Eine vielversprechende Strategie ist es, die Resorptionszeit und damit -rate im Dünndarm zu erhöhen. Dies kann beispielsweise durch eine gesteigerte Fettaufnahme erreicht werden: Bei einigen
unserer langfristigen Klienten konnten wir feststellen, dass diese deutlich mehr FODMAPs vertrugen, nachdem wir sie von der low-FODMAP oder einer eher "klassischen" Reizdarmdiät zu SCD oder
GAPS gebracht hatten. Diese Diäten erhöhen durch ihre eingeschränktere Lebensmittelauswahl das Fett praktisch im Vorbeigehen. Eine Spezielle Kohlenhydratdiät fettarm zu gestalten, ist fast nicht
möglich, während das bei der low-FODMAP-Diät recht unkompliziert ist. Bei der "klassischen" Variante könnte auch noch Gluten eine Rolle gespielt haben, denn Studien haben gezeigt, dass Gluten die
Transportzeit im Dünndarm bei RDS-Patienten sogar verkürzt.
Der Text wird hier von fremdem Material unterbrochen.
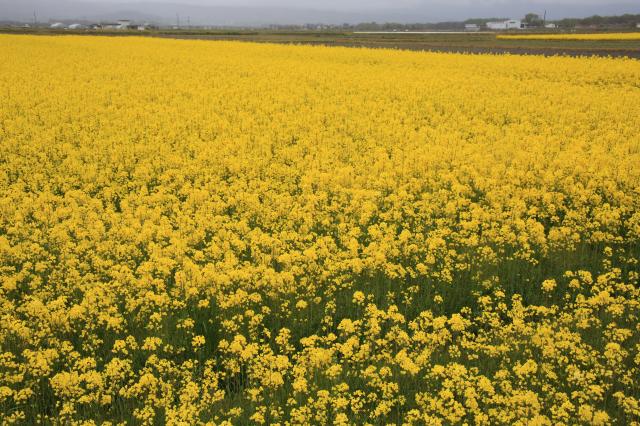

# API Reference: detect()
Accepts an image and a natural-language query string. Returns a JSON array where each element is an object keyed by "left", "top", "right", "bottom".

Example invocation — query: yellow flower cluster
[
  {"left": 496, "top": 33, "right": 640, "bottom": 41},
  {"left": 0, "top": 36, "right": 640, "bottom": 425}
]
Wie kam es aber zu den Unterschieden zwischen low-FODMAP-Diät und SCD?
Als wir unsere Unterlagen prüften, bestätigte sich unser Verdacht. Die beiden deutlichsten Unterschiede lagen in der Fett- und Stärkezufuhr. Alle Klienten berichteten über eine höhere Toleranz
gegenüber Obst, aber auch Hülsenfrüchten (Erdnuss, Linsen, Tofu).
Little und Kollegen (2007) schildern in ihrem Review eindrucksvoll, wie Nahrungsfett die Magenentleerung verzögert, die Dünndarmpassagezeit
deutlich reduziert und verschiedene Hormone triggert.
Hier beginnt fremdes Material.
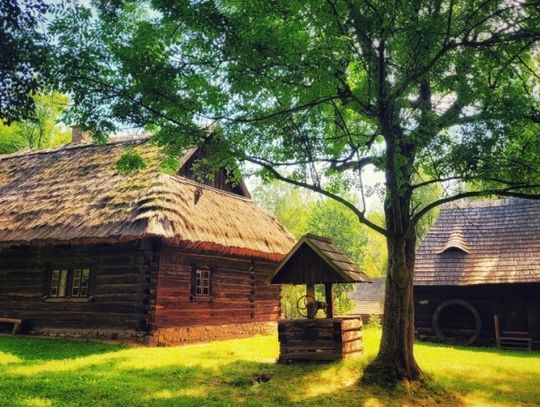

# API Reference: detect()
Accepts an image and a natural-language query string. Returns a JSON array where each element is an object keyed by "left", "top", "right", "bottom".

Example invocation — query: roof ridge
[
  {"left": 441, "top": 197, "right": 535, "bottom": 210},
  {"left": 0, "top": 137, "right": 150, "bottom": 160}
]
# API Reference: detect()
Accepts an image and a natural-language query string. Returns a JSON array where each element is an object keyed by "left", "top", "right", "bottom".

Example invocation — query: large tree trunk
[
  {"left": 362, "top": 233, "right": 421, "bottom": 385},
  {"left": 362, "top": 126, "right": 421, "bottom": 385}
]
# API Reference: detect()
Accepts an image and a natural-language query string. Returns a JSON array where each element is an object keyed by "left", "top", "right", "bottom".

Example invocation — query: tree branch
[
  {"left": 244, "top": 156, "right": 388, "bottom": 236},
  {"left": 408, "top": 185, "right": 540, "bottom": 233}
]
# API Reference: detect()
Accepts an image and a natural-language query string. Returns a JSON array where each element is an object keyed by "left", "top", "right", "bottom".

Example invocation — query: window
[
  {"left": 49, "top": 270, "right": 68, "bottom": 297},
  {"left": 71, "top": 269, "right": 90, "bottom": 297},
  {"left": 195, "top": 269, "right": 210, "bottom": 297},
  {"left": 191, "top": 265, "right": 212, "bottom": 301},
  {"left": 48, "top": 269, "right": 90, "bottom": 298}
]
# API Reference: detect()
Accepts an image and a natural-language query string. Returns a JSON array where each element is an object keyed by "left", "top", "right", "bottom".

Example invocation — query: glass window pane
[
  {"left": 71, "top": 269, "right": 81, "bottom": 297},
  {"left": 195, "top": 269, "right": 210, "bottom": 297},
  {"left": 57, "top": 270, "right": 67, "bottom": 297},
  {"left": 79, "top": 269, "right": 90, "bottom": 297},
  {"left": 49, "top": 270, "right": 60, "bottom": 297}
]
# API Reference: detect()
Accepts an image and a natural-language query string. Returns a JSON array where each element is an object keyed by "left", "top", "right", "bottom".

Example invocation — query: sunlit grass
[{"left": 0, "top": 328, "right": 540, "bottom": 407}]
Wenn uns SCD, GAPS und Paleo-Diät mit höherem Fettkonsum die Möglichkeit geben mehr Obst, Gemüse und Hülsenfrüchte beschwerdefrei zu konsumieren, während wir auf leere Getreidekalorien
verzichten, dann sollten wir das dringendst tun! Denn für die zusätzlichen Nährstoffe bedankt sich nicht nur unser menschlicher Körper, sondern auch unser bakterieller Anhang in Form der
Darmflora! Wenn Sie diesen Blog schon länger verfolgen, dann wissen Sie inzwischen, dass eine gesunde und artenreiche Darmflora der Schlüssel zur Linderung unserer Reizdarmbeschwerden ist. Eine
dauerhafte Meidung von evtl. fermentierbaren Substraten ist deshalb kontraproduktiv. Versuchen Sie es deshalb einmal mit mehr Fett in Ihrer Ernährung in Form von Kokosöl, Olivenöl und Butter. Und
dann erhöhen Sie langsam und schrittweise Ihre Ballaststoff- und FODMAP-Zufuhr. Ihre Gesundheit wird es Ihnen danken.
PS: Wer immer noch Angst vor dem "bösen" Fett hat, der hat wohl die letzten Jahre sämtliche Printmedien gemieden. Fett ist weder Schuld an Herzkrankheiten noch an Darmkrebs. Auch darüber werden
wir wohl noch einmal berichten müssen, um die letzten Vorurteile unserer Leser zu zerstreuen.